После такого признания Майя взглянула Джерберу в лицо, стараясь понять его намерения:
– Ты это сказал потому, что снова мне доверяешь?
Он не стал отрицать, но и соглашаться не спешил.
– Похоже, настал момент рассказать тебе историю Дзено.
Он попытался обобщить события последних дней, вернувшись на двадцать пять лет назад и стараясь ничего не упустить.
– Ты пережил опыт предсмертия, – заметила девушка, услышав о том, как он упал с балкона в Порто-Эрколе и его сердце остановилось почти на полминуты.
– Я бы не стал так это определять, – возразил Джербер. – Ведь из этих тридцати секунд я помню только тьму, – уточнил он.
Но для Майи это была важная деталь.
– Как думаешь, если бы это не случилось за пару недель до исчезновения твоего маленького друга, ты бы по-другому описывал пережитый опыт?
– Конечно, ведь я не сломал бы ногу и тоже принял участие в игре, во время которой Дзено исчез без следа.
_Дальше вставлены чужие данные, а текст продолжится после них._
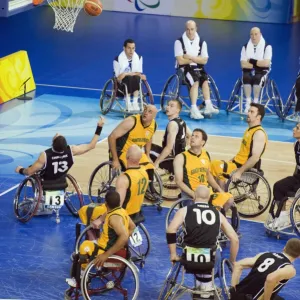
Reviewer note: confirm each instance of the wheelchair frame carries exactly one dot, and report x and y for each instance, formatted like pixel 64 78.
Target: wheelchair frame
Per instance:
pixel 273 104
pixel 248 180
pixel 175 93
pixel 116 103
pixel 172 290
pixel 35 183
pixel 292 229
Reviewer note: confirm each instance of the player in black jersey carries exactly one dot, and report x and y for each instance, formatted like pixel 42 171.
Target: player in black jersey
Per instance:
pixel 202 223
pixel 176 136
pixel 57 160
pixel 287 185
pixel 270 272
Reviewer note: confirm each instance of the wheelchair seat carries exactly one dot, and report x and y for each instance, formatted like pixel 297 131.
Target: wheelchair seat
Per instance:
pixel 55 185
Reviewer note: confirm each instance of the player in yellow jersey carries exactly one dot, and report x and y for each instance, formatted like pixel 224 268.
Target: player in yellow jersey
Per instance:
pixel 134 130
pixel 192 168
pixel 117 229
pixel 252 148
pixel 132 184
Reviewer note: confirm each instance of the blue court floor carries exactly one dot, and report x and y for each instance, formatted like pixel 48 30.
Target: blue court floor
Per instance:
pixel 34 257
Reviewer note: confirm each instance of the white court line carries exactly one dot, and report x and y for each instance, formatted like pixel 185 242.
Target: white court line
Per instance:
pixel 15 186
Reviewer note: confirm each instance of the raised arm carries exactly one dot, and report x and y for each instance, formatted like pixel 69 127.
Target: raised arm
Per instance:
pixel 178 172
pixel 119 131
pixel 35 167
pixel 83 148
pixel 172 130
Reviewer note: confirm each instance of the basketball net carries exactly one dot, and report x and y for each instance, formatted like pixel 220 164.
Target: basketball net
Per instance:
pixel 66 13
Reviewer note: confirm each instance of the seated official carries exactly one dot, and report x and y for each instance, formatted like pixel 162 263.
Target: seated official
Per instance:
pixel 252 148
pixel 128 68
pixel 256 59
pixel 191 56
pixel 270 271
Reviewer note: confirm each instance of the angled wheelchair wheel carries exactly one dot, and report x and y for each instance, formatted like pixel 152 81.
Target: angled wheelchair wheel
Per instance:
pixel 140 245
pixel 27 198
pixel 146 93
pixel 226 275
pixel 101 180
pixel 278 105
pixel 214 93
pixel 108 95
pixel 73 196
pixel 170 283
pixel 117 279
pixel 234 98
pixel 170 215
pixel 170 91
pixel 252 194
pixel 295 214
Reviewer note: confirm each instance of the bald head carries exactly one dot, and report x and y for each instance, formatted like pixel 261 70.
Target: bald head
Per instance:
pixel 149 114
pixel 133 156
pixel 202 193
pixel 191 29
pixel 255 35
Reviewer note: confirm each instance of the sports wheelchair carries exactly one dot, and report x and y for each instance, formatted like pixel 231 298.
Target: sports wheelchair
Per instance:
pixel 289 111
pixel 104 176
pixel 252 193
pixel 173 90
pixel 139 243
pixel 35 196
pixel 222 239
pixel 203 261
pixel 118 277
pixel 291 224
pixel 113 93
pixel 269 97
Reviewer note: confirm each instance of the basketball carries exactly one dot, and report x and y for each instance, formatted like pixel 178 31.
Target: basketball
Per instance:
pixel 93 7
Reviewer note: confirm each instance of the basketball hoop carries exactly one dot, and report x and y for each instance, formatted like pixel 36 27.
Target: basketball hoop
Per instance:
pixel 66 13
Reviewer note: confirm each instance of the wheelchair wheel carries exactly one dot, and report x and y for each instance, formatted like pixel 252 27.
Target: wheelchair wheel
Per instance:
pixel 170 215
pixel 252 194
pixel 146 93
pixel 277 100
pixel 235 96
pixel 214 93
pixel 167 291
pixel 140 252
pixel 170 91
pixel 295 214
pixel 108 96
pixel 226 275
pixel 73 196
pixel 117 279
pixel 290 101
pixel 27 198
pixel 154 193
pixel 101 180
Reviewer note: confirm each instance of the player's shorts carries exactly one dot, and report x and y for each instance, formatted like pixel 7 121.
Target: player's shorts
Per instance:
pixel 222 169
pixel 144 161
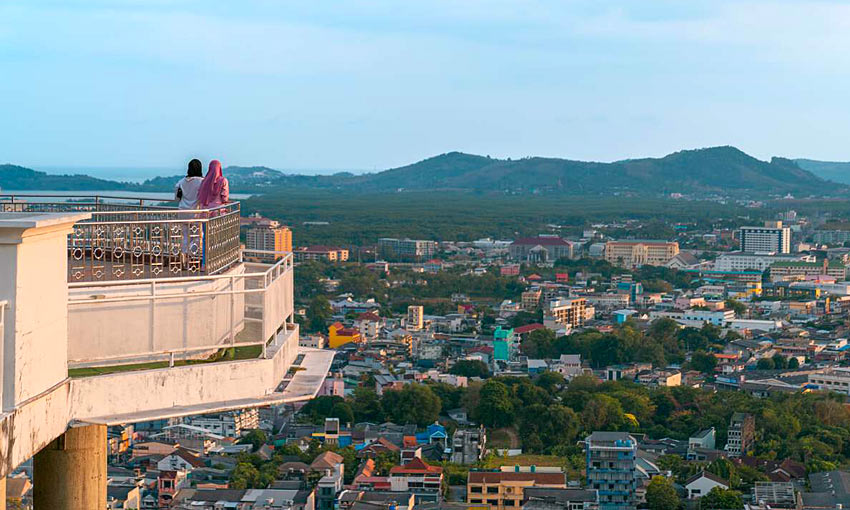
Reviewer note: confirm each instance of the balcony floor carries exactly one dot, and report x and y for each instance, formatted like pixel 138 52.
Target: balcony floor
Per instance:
pixel 303 385
pixel 106 270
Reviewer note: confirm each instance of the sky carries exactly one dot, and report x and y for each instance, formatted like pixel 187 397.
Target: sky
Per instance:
pixel 378 84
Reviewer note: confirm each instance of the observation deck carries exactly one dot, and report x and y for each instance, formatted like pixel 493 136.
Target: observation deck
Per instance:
pixel 118 310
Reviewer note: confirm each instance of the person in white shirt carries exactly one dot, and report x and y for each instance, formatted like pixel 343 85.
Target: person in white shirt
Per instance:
pixel 186 192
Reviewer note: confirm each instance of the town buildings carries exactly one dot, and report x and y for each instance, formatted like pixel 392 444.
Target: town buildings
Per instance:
pixel 415 318
pixel 327 253
pixel 541 249
pixel 741 434
pixel 636 253
pixel 505 489
pixel 772 237
pixel 611 469
pixel 751 261
pixel 410 250
pixel 565 313
pixel 268 238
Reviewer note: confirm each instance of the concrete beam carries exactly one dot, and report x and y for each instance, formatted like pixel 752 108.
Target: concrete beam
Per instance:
pixel 70 472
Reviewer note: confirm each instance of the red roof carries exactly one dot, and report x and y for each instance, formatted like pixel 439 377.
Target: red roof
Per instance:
pixel 542 241
pixel 513 476
pixel 369 316
pixel 416 466
pixel 528 328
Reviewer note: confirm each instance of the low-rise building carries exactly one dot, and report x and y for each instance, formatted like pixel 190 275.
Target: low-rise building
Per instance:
pixel 741 434
pixel 800 270
pixel 505 490
pixel 468 445
pixel 565 313
pixel 416 476
pixel 836 379
pixel 694 317
pixel 328 253
pixel 545 498
pixel 701 484
pixel 339 335
pixel 636 253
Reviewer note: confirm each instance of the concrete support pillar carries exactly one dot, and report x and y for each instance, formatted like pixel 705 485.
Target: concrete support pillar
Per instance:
pixel 70 472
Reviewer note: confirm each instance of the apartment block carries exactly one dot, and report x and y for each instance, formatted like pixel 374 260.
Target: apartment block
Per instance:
pixel 799 270
pixel 772 237
pixel 268 238
pixel 835 379
pixel 636 253
pixel 468 445
pixel 744 261
pixel 565 313
pixel 541 249
pixel 415 318
pixel 741 435
pixel 406 249
pixel 531 299
pixel 328 253
pixel 504 490
pixel 611 469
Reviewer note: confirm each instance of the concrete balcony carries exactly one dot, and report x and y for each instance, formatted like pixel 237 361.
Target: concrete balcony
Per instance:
pixel 91 338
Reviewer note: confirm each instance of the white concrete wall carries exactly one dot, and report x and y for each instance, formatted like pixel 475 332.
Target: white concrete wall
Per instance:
pixel 103 330
pixel 33 275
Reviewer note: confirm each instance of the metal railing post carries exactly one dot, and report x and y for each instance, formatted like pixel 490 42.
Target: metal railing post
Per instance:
pixel 153 316
pixel 232 311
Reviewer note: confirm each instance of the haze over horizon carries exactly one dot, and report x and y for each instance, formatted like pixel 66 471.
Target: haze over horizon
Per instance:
pixel 377 85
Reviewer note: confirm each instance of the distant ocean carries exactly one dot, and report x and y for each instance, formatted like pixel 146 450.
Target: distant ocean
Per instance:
pixel 141 174
pixel 124 174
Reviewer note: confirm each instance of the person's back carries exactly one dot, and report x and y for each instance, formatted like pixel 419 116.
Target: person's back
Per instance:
pixel 215 190
pixel 187 191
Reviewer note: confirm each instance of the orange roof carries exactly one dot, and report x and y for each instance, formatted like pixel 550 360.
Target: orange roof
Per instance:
pixel 512 476
pixel 416 466
pixel 725 356
pixel 369 316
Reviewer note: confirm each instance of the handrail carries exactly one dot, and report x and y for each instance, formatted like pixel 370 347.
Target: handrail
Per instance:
pixel 185 279
pixel 10 199
pixel 157 292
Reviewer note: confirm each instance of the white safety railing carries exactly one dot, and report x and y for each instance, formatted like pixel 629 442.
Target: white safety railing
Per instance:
pixel 138 238
pixel 137 321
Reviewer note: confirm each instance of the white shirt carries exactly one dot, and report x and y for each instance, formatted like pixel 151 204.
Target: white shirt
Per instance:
pixel 191 186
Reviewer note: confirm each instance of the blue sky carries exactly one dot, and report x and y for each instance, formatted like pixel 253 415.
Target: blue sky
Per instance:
pixel 377 84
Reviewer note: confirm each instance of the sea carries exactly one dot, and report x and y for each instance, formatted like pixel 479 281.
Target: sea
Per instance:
pixel 123 174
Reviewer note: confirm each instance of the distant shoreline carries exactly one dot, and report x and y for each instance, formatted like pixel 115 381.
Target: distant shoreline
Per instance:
pixel 36 195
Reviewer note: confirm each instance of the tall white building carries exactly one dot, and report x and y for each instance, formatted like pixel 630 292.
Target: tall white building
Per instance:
pixel 772 237
pixel 135 293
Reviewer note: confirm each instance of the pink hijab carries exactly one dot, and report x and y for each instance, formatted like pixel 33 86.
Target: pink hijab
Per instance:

– Я не это имела в виду, – уточнила Майя. – Я хочу сказать, что без опыта соприкосновения со смертью ты бы не был сегодня столь чувствителен к сигналам из потустороннего мира.
– Я не видел никакого потустороннего мира, – возразил психолог.
– Тот факт, что ты пересек границу, пусть на самое короткое время, уже выделяет тебя из всех человеческих существ.
– Мозговая деятельность не прекратилась окончательно, так что это нельзя определенно назвать смертью, – заметил он и стал размышлять вслух: – Но в самом деле, не будь того эпизода, я не допустил бы ни малейшей возможности прислушаться к истории Эвы. – Я сразу отмел бы все сомнения, подумал Джербер. И занимался бы этим случаем более трезво и отстраненно.
Тьма отвергла меня, но потом забрала Дзено. Джербер вспомнил, как долго он пребывал в убеждении, что все именно так. Quid pro quo.
– Рассказывай дальше, – поторопила его Майя.
Изложение событий закончилось, равно как и дождь за окном, полчаса спустя, эпизодом, услышанным во время последнего сеанса, когда синьор в очках забрал воображаемого друга Эвы с летнего карнавала и отвез неизвестно куда.